Colts decision to rest Peyton Manning, other starters will be scrutinized in NFL playoff game against the Ravens
Friday, January 15, 2010
Indianapolis Colts Coach Jim Caldwell sparked a national sports debate when he rested quarterback Peyton Manning and other key players in the next-to-last game of the regular season, trying to preserve them for a run at a Super Bowl title instead of continuing to pursue an unbeaten season.
The uproar that followed left even team president Bill Polian saying he was surprised at how negatively the club's fans reacted. Many observers contended that the chance to chase history simply doesn't come around that often, and the Colts were wrong to pass up their opportunity. The situation prompted NFL Commissioner Roger Goodell to say that the league had to do something to give playoff-bound teams an incentive to use their top players to preserve the integrity of games late in the regular season.
But the more basic question of whether the Colts properly went about attempting to win a Super Bowl also remains. The answer will come with how they fare in the postseason, which begins for them when they host the Baltimore Ravens in an AFC semifinal Saturday night. How the Colts play Saturday -- especially early in the game, when Manning and others might have a bit of rust to knock off their play -- will be scrutinized.
"It's gonna be a minor blip, an afterthought, if Indianapolis beats Baltimore," said former San Francisco 49ers guard and center Randy Cross, now an NFL analyst for CBS. "If that happens, it's nothing. It'll be quickly forgotten. But if not, it's what everyone will be talking about. It's all you'll hear about the next time there's a team that's undefeated late in the season."
The Colts lost a lead after Caldwell yanked his front-line players and were defeated by the New York Jets. They also lost at Buffalo in their regular season finale and, after earning a first-round bye in the playoffs, will enter Saturday's game having gone nearly a month since their last victory. They won at Jacksonville on Dec. 17 to improve to 14-0.
Caldwell said this week that his team's practices were "spirited" and "fast" and he thinks his club is ready to play. "We feel really good about where we are," Caldwell said during a news conference.
Polian endorsed the approach taken by Caldwell, and Colts owner Jim Irsay said he had approved of the decision beforehand. Still, it's not an approach that worked for the Colts in the past when Tony Dungy was their coach and Caldwell was one of his assistants. The Colts set a league record for regular season wins by a team in a decade and have had a record seven straight seasons with 12 or more victories, but have won the Super Bowl only once during their run of success.
That didn't come when they were a favorite. It came during a 2006 season in which the Colts were forced to a play a first-round round playoff game at home, in which they beat the Kansas City Chiefs, and had to go on the road in the conference semifinals, winning at Baltimore.
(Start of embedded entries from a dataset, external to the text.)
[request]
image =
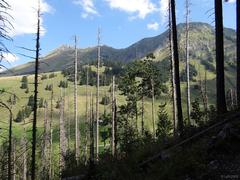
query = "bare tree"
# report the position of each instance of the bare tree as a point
(34, 124)
(187, 61)
(77, 134)
(50, 172)
(91, 127)
(172, 70)
(62, 136)
(113, 116)
(238, 53)
(176, 68)
(97, 96)
(153, 108)
(220, 85)
(142, 114)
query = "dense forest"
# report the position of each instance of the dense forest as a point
(171, 113)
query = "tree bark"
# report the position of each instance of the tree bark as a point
(77, 134)
(62, 136)
(34, 125)
(176, 68)
(187, 63)
(113, 116)
(97, 96)
(172, 69)
(238, 52)
(153, 109)
(220, 84)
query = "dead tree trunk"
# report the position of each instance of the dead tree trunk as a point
(62, 135)
(238, 52)
(77, 134)
(24, 144)
(34, 125)
(153, 108)
(68, 121)
(91, 131)
(187, 62)
(220, 85)
(14, 159)
(176, 68)
(97, 96)
(45, 149)
(142, 111)
(113, 116)
(87, 115)
(50, 137)
(172, 71)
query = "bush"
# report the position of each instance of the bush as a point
(44, 76)
(52, 75)
(27, 91)
(41, 103)
(24, 81)
(105, 100)
(164, 126)
(31, 101)
(196, 113)
(63, 84)
(49, 87)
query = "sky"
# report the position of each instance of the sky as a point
(122, 22)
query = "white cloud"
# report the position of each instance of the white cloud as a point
(87, 6)
(11, 58)
(139, 8)
(153, 26)
(24, 15)
(164, 10)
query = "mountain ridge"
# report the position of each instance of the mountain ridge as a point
(202, 42)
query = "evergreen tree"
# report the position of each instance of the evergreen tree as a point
(24, 82)
(164, 126)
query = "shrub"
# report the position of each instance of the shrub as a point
(105, 100)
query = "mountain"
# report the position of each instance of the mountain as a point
(202, 44)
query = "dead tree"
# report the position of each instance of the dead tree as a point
(187, 61)
(142, 114)
(176, 68)
(87, 113)
(50, 172)
(45, 148)
(77, 134)
(34, 124)
(172, 71)
(153, 108)
(97, 95)
(238, 52)
(220, 83)
(91, 127)
(68, 121)
(113, 116)
(14, 159)
(62, 135)
(24, 144)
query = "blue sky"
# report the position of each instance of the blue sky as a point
(122, 22)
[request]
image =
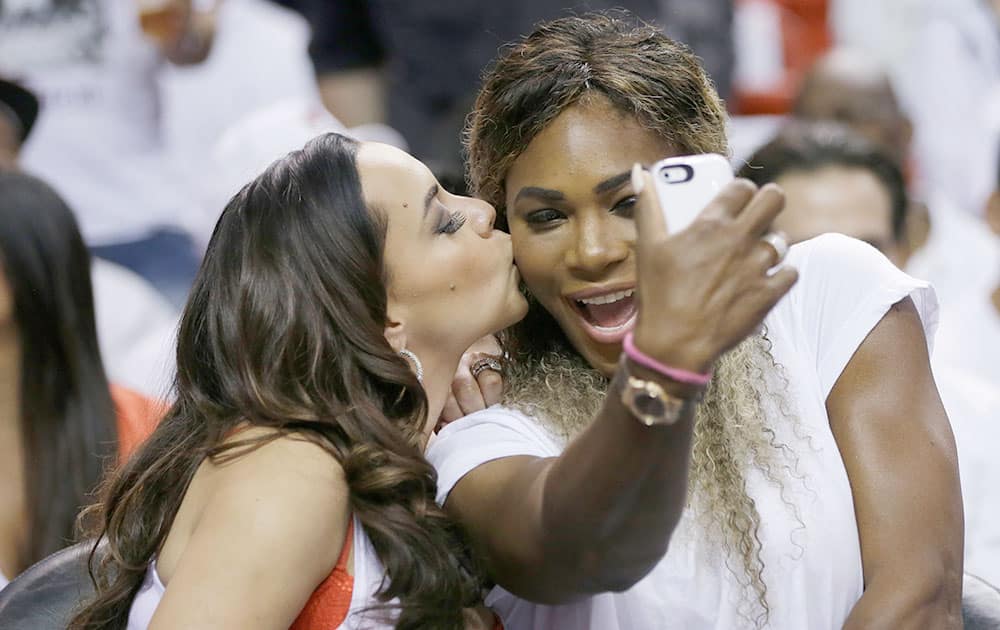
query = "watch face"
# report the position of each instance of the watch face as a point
(649, 404)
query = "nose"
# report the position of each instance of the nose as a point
(597, 246)
(482, 215)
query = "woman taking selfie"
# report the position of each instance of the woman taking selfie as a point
(287, 486)
(61, 423)
(824, 490)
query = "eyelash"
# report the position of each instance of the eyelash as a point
(455, 221)
(540, 218)
(628, 203)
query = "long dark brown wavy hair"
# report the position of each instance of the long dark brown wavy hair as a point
(67, 416)
(660, 83)
(284, 329)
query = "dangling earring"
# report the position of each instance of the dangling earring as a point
(417, 365)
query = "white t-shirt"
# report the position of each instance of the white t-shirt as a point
(97, 139)
(813, 568)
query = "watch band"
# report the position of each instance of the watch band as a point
(649, 403)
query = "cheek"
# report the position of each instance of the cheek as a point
(538, 258)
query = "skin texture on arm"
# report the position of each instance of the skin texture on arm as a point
(356, 96)
(269, 534)
(900, 455)
(599, 517)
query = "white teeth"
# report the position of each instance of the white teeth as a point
(609, 298)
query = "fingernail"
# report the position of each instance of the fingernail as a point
(638, 181)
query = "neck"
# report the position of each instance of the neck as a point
(10, 387)
(439, 372)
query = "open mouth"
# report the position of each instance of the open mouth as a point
(607, 317)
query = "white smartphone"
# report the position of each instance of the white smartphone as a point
(686, 184)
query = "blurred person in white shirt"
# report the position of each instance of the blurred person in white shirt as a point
(836, 181)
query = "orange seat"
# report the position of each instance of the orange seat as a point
(137, 417)
(805, 36)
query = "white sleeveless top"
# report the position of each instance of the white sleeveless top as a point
(368, 574)
(813, 565)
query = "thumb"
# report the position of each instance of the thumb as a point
(651, 225)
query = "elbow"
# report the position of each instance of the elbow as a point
(618, 570)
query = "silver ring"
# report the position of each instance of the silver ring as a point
(486, 363)
(778, 241)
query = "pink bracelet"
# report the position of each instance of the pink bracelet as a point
(675, 374)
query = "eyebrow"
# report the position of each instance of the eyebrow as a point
(545, 194)
(548, 194)
(612, 183)
(429, 197)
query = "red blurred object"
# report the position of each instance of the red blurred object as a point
(805, 36)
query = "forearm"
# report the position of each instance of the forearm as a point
(194, 41)
(908, 601)
(612, 500)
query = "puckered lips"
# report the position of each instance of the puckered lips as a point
(607, 313)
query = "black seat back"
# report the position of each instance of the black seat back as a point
(980, 604)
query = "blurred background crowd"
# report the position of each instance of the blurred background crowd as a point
(880, 118)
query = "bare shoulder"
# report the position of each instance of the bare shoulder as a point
(288, 489)
(289, 471)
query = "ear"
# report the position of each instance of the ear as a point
(993, 212)
(917, 228)
(906, 130)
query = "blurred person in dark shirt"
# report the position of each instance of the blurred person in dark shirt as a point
(416, 65)
(835, 181)
(95, 66)
(18, 111)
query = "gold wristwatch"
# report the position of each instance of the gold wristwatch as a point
(649, 402)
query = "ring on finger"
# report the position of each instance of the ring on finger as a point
(778, 241)
(486, 363)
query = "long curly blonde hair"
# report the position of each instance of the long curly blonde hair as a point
(660, 83)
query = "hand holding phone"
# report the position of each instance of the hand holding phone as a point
(704, 266)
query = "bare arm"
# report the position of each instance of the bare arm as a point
(270, 534)
(600, 516)
(899, 451)
(356, 96)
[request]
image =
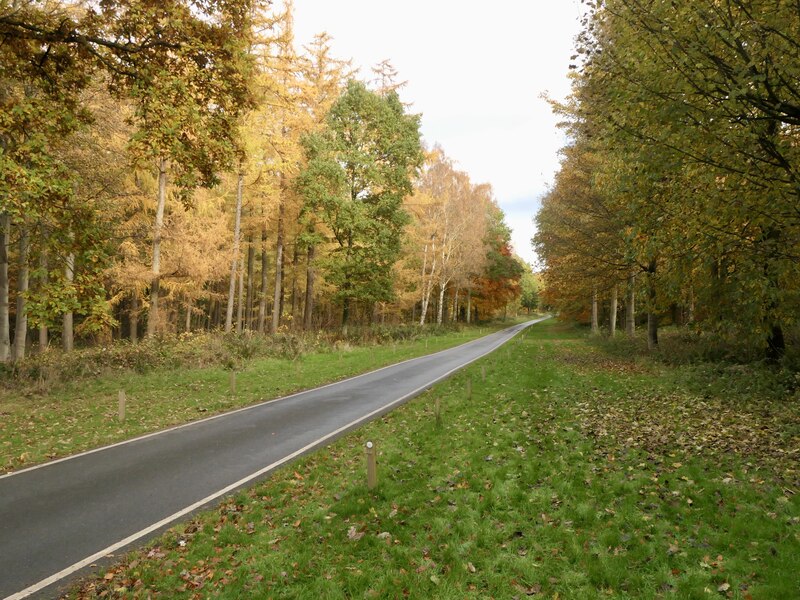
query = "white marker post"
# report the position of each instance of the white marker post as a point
(372, 466)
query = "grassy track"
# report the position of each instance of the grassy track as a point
(37, 426)
(568, 473)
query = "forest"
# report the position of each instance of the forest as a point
(178, 166)
(679, 192)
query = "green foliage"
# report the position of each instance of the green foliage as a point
(586, 477)
(688, 116)
(359, 170)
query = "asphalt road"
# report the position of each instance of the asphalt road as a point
(59, 518)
That has fueled the debate, with some maintaining that the best approach is for a team to leave its starters on the field late in the season to build momentum for the playoffs. That's what New York Giants Coach Tom Coughlin did for the finale in 2007 when his team played the New England Patriots, who were trying to complete a 16-0 regular season. The Giants, with nothing at stake for them in terms of postseason seeding, played hard and played well before losing. But the Giants used that solid performance as a springboard to a playoff run that culminated with a Super Bowl upset of the Patriots.
The flip side to that equation was this season's Patriots. Coach Bill Belichick allowed his regulars to take the field for the regular season finale at Houston and lost a key player, wide receiver Wes Welker, to a season-ending knee injury on the opening drive. The Patriots, minus Welker, were dysfunctional on offense last weekend and lost in the opening round of the playoffs to the Ravens.
There is no clear-cut answer, it seems, about the right way for a club to enter the playoffs.
"There's only a way that's right for your team," one veteran player, New York Jets guard Alan Faneca, said at the end of the regular season. "But it's not the same for every team."
Said Cross, who played on three Super Bowl-winning teams with the 49ers: "I think it's a product of sports talk and around-the-clock sports news. People need something to pick at and pick apart. There's no right way and wrong way to do it. It's what fits that particular team.
"Everyone talks about Bill Polian because it didn't work for the Colts a few times, but he's not the first one to face this. . . . If you've ever been on a championship team, you're pretty clear why you're there. It's to win the last game, not to go undefeated. Ask the Patriots how they feel about their 18-1 season."
The awarding of draft picks has been mentioned as a possible incentive for playoff-bound teams to use their standout players in games at the end of the regular season. But that could be viewed as using the NFL draft to help the league's best teams instead of its worst clubs, and Cross said it's not the way to go.
"One thing for sure you're not gonna do," Cross said, "is award draft choices to an undefeated team for playing the starters."